The Warriors are going to be the NBA's hot ticket in 2016. The bandwagon will likely struggle to hold all the new fans, and the disdain from the non-Warriors fans should be at an all-time high. Both mean more people will be watching.

The NBA agrees. The Warriors will have 37 nationally televised games this season, more than any other team in the association.

The narrative around the Warriors has changed greatly in the last few years. Seemingly overnight, the Warriors went from a team nobody outside of the Bay Area cared about to an NBA power house. 

Their 140 regular season wins in the two years since Steve Kerr took over as head coach are a mere 17 less than they won in the four season prior.

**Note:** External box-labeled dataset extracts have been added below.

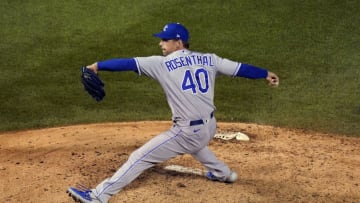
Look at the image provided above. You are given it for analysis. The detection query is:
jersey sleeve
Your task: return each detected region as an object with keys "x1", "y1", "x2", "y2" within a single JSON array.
[
  {"x1": 213, "y1": 54, "x2": 241, "y2": 77},
  {"x1": 134, "y1": 56, "x2": 163, "y2": 79}
]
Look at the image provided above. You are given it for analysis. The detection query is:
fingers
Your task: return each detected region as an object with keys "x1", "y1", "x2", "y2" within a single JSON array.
[
  {"x1": 266, "y1": 72, "x2": 279, "y2": 87},
  {"x1": 86, "y1": 63, "x2": 98, "y2": 74}
]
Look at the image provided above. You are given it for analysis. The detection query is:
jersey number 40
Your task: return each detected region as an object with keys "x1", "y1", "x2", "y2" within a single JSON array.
[{"x1": 182, "y1": 68, "x2": 209, "y2": 94}]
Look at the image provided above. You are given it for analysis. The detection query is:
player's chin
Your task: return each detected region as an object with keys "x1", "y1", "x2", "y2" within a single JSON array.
[{"x1": 162, "y1": 49, "x2": 169, "y2": 56}]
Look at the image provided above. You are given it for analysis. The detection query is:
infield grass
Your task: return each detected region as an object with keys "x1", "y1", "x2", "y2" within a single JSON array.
[{"x1": 0, "y1": 0, "x2": 360, "y2": 136}]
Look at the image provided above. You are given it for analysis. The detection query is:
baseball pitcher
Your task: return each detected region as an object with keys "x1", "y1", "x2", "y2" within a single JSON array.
[{"x1": 67, "y1": 23, "x2": 279, "y2": 203}]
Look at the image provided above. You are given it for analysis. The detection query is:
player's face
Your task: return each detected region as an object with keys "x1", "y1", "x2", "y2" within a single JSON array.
[{"x1": 159, "y1": 39, "x2": 184, "y2": 56}]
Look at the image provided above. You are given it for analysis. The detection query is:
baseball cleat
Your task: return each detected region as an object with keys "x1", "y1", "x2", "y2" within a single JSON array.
[
  {"x1": 66, "y1": 187, "x2": 101, "y2": 203},
  {"x1": 206, "y1": 171, "x2": 238, "y2": 183}
]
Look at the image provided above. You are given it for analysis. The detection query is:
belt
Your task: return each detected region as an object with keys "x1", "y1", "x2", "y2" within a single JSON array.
[{"x1": 190, "y1": 112, "x2": 214, "y2": 126}]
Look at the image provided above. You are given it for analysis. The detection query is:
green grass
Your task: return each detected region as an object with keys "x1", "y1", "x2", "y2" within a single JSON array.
[{"x1": 0, "y1": 0, "x2": 360, "y2": 136}]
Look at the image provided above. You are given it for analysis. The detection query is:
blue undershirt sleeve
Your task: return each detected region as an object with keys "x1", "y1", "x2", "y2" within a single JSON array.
[
  {"x1": 97, "y1": 58, "x2": 138, "y2": 72},
  {"x1": 236, "y1": 63, "x2": 268, "y2": 79}
]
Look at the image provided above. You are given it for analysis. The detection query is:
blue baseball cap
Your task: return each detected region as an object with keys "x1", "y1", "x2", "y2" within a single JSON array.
[{"x1": 154, "y1": 23, "x2": 189, "y2": 42}]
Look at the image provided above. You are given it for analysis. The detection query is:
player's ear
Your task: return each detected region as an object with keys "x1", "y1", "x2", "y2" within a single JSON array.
[{"x1": 177, "y1": 40, "x2": 185, "y2": 48}]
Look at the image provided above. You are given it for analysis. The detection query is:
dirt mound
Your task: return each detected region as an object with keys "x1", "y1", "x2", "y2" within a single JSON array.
[{"x1": 0, "y1": 121, "x2": 360, "y2": 203}]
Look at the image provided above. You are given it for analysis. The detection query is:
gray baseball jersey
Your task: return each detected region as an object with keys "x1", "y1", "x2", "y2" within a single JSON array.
[
  {"x1": 136, "y1": 50, "x2": 240, "y2": 120},
  {"x1": 92, "y1": 50, "x2": 241, "y2": 202}
]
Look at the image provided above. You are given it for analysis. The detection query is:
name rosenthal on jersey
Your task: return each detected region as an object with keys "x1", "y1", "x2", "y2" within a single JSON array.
[{"x1": 165, "y1": 55, "x2": 214, "y2": 72}]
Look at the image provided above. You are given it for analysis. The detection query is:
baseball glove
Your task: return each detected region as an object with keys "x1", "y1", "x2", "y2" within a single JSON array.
[{"x1": 81, "y1": 66, "x2": 105, "y2": 102}]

But in a season that included an NBA record 73 wins, the best start to an NBA season ever (24-0), and the first ever unanimous MVP... the Warriors fell short of a championship. We can debate the reasons for that until we are blue in the face...

What matters is how the Warriors responded. Signing Kevin Durant changed the landscape of the NBA, and the perception of the Warriors franchise.

For Warriors fans it's exciting, new, and different. For most of my life, the Warriors had been sub-par. They had made questionable moves and decision. There was no way the best player in free agency was choosing the Warriors over another team. Dub Nation is thrilled with the reversal of fortune.

The rest of the NBA fan bases? Not so much. The Warriors were the anti-Heat/LeBron/The Decision. Their core-3 were drafted and developed in Oakland. That changed in their minds with the Kevin Durant signing.

That's not a bad thing... But, it is a real thing. The goal of the owners, general managers, and coaches in the NBA is to put the best product on the floor so that you can win championship. The Warriors have done that. But in the process, their identity changed.

Last season the Warriors were the big dog on campus. Even though they were beating teams left and right on their way to 73 wins, it didn't feel like they were looked at by others in a negative light.

That will change in 2017. Success isn't just expected now, it's demanded. That means that critics will be ready to pounce if/when they see anything less than stellar play. The scrutiny will be even higher than it was after losing the 2016 NBA Finals. 

You shouldn't be expecting 73 wins again. I think the Warriors will focus on locking up home court, ensuring the road to a championship goes straight through Oakland, but they won't worry themselves with trying to set records.

The Warriors have entered unfamiliar territory. Enjoy it, Dub Nation... Because "problems" like this only come around when your team is on top.